A pesar de que la intención de las subastas del Infonavit para reinsertar al mercado la vivienda que en su momento se abandonó, era tener una recuperación de cartera en el organismo, éstas resultaron contraproducente para el mismo pues dicho proceso le representó pérdidas por 245 millones de pesos.

En conferencia de prensa, Carlos Martínez Velázquez, director del Infonavit, acotó que estas pérdidas fueron por los procesos de escrituración y reincorporación de dicha vivienda, por lo que el esquema de vivienda abandonada, que fue impulsado por la dirección anterior de David Penchyna, fue suspendido hasta que se decida qué hacer con estas edificaciones que se abandonaron.

“Ya con los números puedo decir que fue una decisión financieramente razonada. En términos netos la institución perdió 245 millones de pesos por estos procesos (de subasta) en términos netos. Es decir, hicimos estas subastas, que eran ya cartera perdida, para recuperar algo de dinero y al final acabamos perdiendo más, entonces eran un absoluto despropósito”, comentó el director del Infonavit en conferencia de prensa.

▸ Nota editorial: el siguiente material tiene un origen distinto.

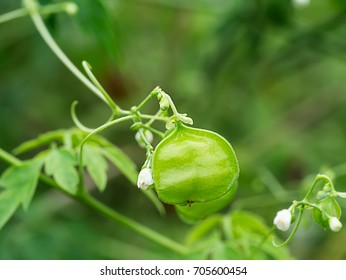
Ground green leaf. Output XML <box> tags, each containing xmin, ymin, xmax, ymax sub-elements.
<box><xmin>312</xmin><ymin>197</ymin><xmax>341</xmax><ymax>228</ymax></box>
<box><xmin>45</xmin><ymin>148</ymin><xmax>79</xmax><ymax>194</ymax></box>
<box><xmin>83</xmin><ymin>145</ymin><xmax>108</xmax><ymax>191</ymax></box>
<box><xmin>13</xmin><ymin>130</ymin><xmax>64</xmax><ymax>155</ymax></box>
<box><xmin>142</xmin><ymin>190</ymin><xmax>166</xmax><ymax>215</ymax></box>
<box><xmin>0</xmin><ymin>161</ymin><xmax>42</xmax><ymax>229</ymax></box>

“Estamos trabajando en un programa integral de qué hacer con la vivienda abandonada, en marzo daremos detalles de este programa pero la idea es tener en mente la regeneración urbana”, añadió en conferencia al anunciar una alianza con la Comisión Nacional de Derechos Humanos para evaluar su política de cobranza social.

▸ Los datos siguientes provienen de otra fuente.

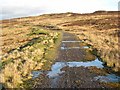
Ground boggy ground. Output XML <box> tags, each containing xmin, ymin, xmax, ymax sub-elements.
<box><xmin>34</xmin><ymin>32</ymin><xmax>120</xmax><ymax>88</ymax></box>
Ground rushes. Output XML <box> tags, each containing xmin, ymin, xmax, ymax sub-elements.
<box><xmin>0</xmin><ymin>29</ymin><xmax>59</xmax><ymax>88</ymax></box>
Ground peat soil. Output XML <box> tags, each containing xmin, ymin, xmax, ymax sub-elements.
<box><xmin>33</xmin><ymin>32</ymin><xmax>120</xmax><ymax>88</ymax></box>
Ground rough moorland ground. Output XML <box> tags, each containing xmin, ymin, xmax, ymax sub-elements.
<box><xmin>0</xmin><ymin>12</ymin><xmax>120</xmax><ymax>87</ymax></box>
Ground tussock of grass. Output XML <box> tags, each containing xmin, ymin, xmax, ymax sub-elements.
<box><xmin>0</xmin><ymin>28</ymin><xmax>60</xmax><ymax>88</ymax></box>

De acuerdo con cifras del organismo, en la actualidad hay 50,000 viviendas abandonadas que fueron adquiridas vía un crédito de esta hipotecaria del Estado.

Detecta fallas

Durante la conferencia, se explicó que en la actualidad el esquema de cobranza del organismo tiene ciertas deficiencias que vulneran al trabajador que accede a un crédito del organismo y que con el paso del tiempo no puede pagar con el riesgo de que pierda la casa que adquirió el financiamiento.

Bernardo Altamirano, subdirector de Cartera del organismo, indicó que dicho esquema de cobranza carece de controles suficientes para vigilar el actuar de los despachos de cobranza contratar para esta labor; además de que abre la puerta a actos indebidos derivados de que el trabajador acreditado no tiene información adecuada en caso de impago.

Ante esta problemática, el organismo impulsará una serie de medidas con el fin de no vulnerar los derechos del trabajador, como por ejemplo revisar los procesos, políticas y resultados con los despachos de cobranza, así como los mecanismos de pago.

El organismo informó que del 2014 al 2018 fueron 259,000 casos los que se llevaron a juicios masivos con el fin de hacer válida la garantía en caso del impago del crédito; sin embargo, se han detectado anomalías en varios de éstos, como por ejemplo en Nayarit y Coahuila, donde se han señalado presuntas adjudicaciones ilegales en beneficio tanto de despachos, como jueces y magistrados de dichas entidades.